Her teaching goes beyond the interactive outline for every chapter of the Ballast book. She aspires to be the same kind of mentor for her students that she had earlier in her career: someone who picks up the phone, shares knowledge, and pushes you outside your comfort zone. Andrea provides her mentees with visibility into every task and encourages them to factor in moments of reflection to ensure they’re always learning something new from their work. As a healthcare architect, she’s learned from experience that the most challenging situations will define who we become – noting those lessons along the way impact, and better, our next endeavors.
To guide their learning experience, Andrea pushes her mentees to explore her belief in the three pillars of our industry: practice, research, and being hands on. “We talk about what the future of architecture is, but you can’t really move forward without pulling people up along on the way,” Hardy shares. However, she cautions against the pressure we put on the term “mentorship.” To her, mentoring should happen organically, a relationship based on the courage of both parties to be vulnerable and to learn from each other. While students need to be open to learning, the teachers are responsible for creating an environment that facilitates trust, conversations, and collaboration.

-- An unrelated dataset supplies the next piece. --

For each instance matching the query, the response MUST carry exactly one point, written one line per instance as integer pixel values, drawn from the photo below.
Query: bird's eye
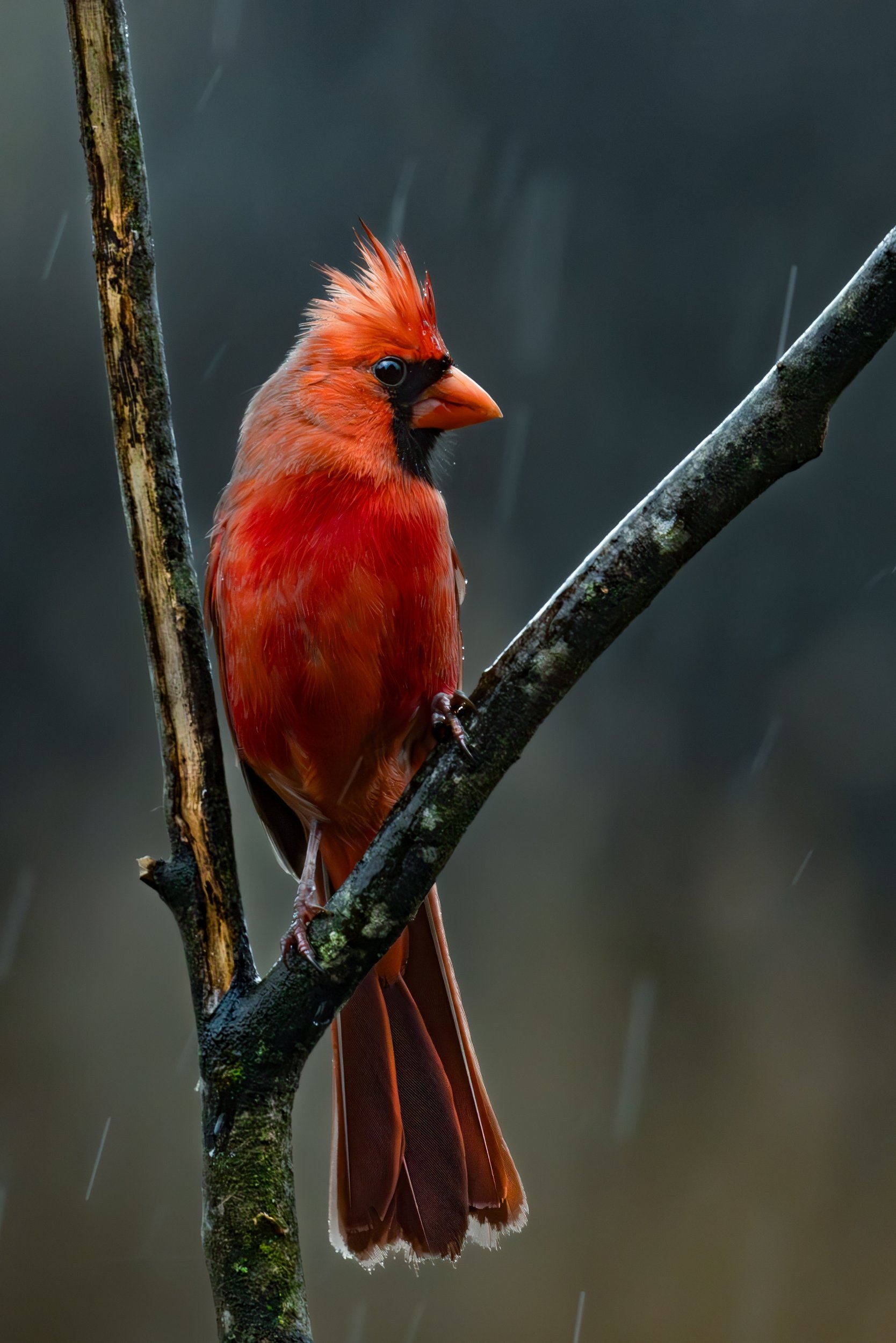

“Both teachers and mentors have to show up and be willing to share knowledge,” Hardy recommends. “You need to stop and make sure that people are actually learning from what you’re doing. The more we talk and share, the more we can push the industry forward.”

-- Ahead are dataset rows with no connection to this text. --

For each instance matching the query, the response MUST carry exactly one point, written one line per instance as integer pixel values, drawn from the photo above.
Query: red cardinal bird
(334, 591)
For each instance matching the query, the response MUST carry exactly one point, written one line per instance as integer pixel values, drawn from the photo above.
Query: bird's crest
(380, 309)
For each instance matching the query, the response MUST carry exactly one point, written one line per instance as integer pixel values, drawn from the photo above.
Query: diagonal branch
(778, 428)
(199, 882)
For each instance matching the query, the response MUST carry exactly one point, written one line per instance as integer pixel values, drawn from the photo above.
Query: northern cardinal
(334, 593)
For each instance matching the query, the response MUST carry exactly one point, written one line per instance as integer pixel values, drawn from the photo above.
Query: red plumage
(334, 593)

Snapshot from Andrea’s ARE Prep Session
Scott Steffes, Assoc. IIDA
Scott Steffes, Assoc. IIDA, senior designer, has discovered his passion for teaching in his intermediate interior design studio course at The Design School at ASU. Scott and his co-instructors guide undergraduate students through their first wellness studio, encouraging them to think creatively and broadly, while still working with practical conditions and constraints.

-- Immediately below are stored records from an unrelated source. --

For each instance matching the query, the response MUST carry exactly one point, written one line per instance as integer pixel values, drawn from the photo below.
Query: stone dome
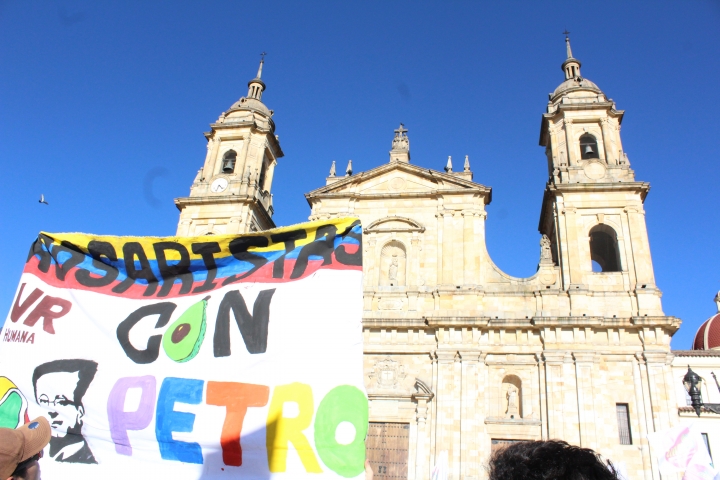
(708, 335)
(249, 103)
(576, 84)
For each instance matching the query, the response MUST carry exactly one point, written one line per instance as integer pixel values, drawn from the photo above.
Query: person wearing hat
(21, 448)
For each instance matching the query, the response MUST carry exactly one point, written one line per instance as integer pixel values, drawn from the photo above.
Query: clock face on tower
(218, 185)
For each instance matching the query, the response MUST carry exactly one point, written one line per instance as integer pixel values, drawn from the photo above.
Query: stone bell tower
(231, 192)
(592, 209)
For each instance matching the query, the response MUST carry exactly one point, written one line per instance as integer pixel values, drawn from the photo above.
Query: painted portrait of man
(59, 387)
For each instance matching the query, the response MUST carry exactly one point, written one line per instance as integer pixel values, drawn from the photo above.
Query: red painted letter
(20, 308)
(236, 398)
(44, 310)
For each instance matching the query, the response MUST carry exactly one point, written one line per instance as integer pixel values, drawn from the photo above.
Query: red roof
(708, 335)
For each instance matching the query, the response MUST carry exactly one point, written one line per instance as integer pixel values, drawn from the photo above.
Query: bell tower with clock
(231, 192)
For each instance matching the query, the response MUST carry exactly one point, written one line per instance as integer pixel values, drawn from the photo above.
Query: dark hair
(551, 459)
(86, 370)
(22, 468)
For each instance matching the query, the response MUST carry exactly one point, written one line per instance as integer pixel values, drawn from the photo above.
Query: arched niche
(393, 264)
(511, 397)
(229, 160)
(604, 251)
(394, 224)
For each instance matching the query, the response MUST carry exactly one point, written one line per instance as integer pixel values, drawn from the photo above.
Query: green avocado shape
(10, 411)
(183, 338)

“This is what I’m meant to do,” Steffes reflects. “I just love sharing my experiences with and learning from the next generation of designers. Because that’s what teaching these students is. It’s a give and take of inspiration and creativity.”
Scott compares the intrigue of teaching to creative interactions with his daughters (Violet, 8, and Ava, 3). Doing something for the first time, or with little experience, is freeing, approaching projects with little judgment. His students are not clouded by the logistics and restrictions of their future practice; rather, they use their creativity to challenge the process and approach. “You’re guiding them to understand healthcare, but they’re also pushing you to challenge your boundaries,” he shares. “They’re constantly asking, ‘Why aren’t we doing it this way?’ and ‘Why can’t we do that?’, and the answer is always, ‘Then let’s try it and prove it out.’”
Design samples from ASU students
His biggest challenge in teaching? His students push him to reflect on his own approach to design. “The hardest thing about being a designer is always being creative,” Steffes reflects. “Creativity doesn’t always come easy, and sometimes it can be really hard to have too much freedom. But these students are inspiring and reminding me to let my guard down and dream a bit. It’s an ever evolving and exciting give and take.”
Our team members are organizing these courses but hearing their experiences, we have to ask ourselves: who is teaching who?